There was undoubtedly a struggle in the passage. But what led up to it? Did the assassin enter the sitting room and confront his victim, and did she follow him into the passage, or was he lying in wait for her as she passed into the kitchen? No one can say.
How did the miscreant enter the house and how did he leave it? Dawson’s story was that the bay window was unlatched and the doors fastened, the front door being bolted at the top. The supposition of the police was that Miss Dungay had run out by the front door and that the murderer had pursued her by jumping out of the window. Why he also should not have gone out by the door the police did not explain, nor did they attempt to reconcile their version with the puzzle of the bolted front door.
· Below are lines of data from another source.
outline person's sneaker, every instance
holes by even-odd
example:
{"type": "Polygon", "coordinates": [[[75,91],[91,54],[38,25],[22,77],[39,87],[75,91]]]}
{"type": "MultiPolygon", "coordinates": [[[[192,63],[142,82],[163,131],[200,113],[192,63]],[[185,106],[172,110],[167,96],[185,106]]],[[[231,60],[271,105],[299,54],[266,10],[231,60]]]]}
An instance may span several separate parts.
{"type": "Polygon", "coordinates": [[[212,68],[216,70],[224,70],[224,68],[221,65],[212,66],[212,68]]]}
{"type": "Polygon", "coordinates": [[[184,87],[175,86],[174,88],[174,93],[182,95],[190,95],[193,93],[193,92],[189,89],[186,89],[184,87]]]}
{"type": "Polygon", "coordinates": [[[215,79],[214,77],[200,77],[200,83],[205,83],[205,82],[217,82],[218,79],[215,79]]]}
Nor had they anything to say as to how he entered the house.
The theory of Mr. Woods, who defended Rathall, was more feasible. He thought that the fellow entered by the kitchen door (this of course presupposes that the door had been left unfastened), locked it after him, and then bolted the front door. If this were so, his purpose was to imprison the woman so that he could compel her to give up whatever it was that he wanted. Then came the struggle, and she must have sought escape by the window and he followed. The tragedy of the wood completed the story.
Allowing this to have been something like what occurred, several questions remain unanswered. What about the rammer? Was the murderer holding it when he jumped out of the window? What of the poker? Was it snatched up by Miss Dungay to defend herself with? From what apartment did it come—the kitchen or the sitting room? When and how were the two unopened letters delivered? Through the post or by hand? Who were the writers? None of these questions seem to have troubled the authorities.
The unravelling of the tangled threads of this most singular case would have delighted the born detective. But Henley-on-Thames does not appear to have possessed one.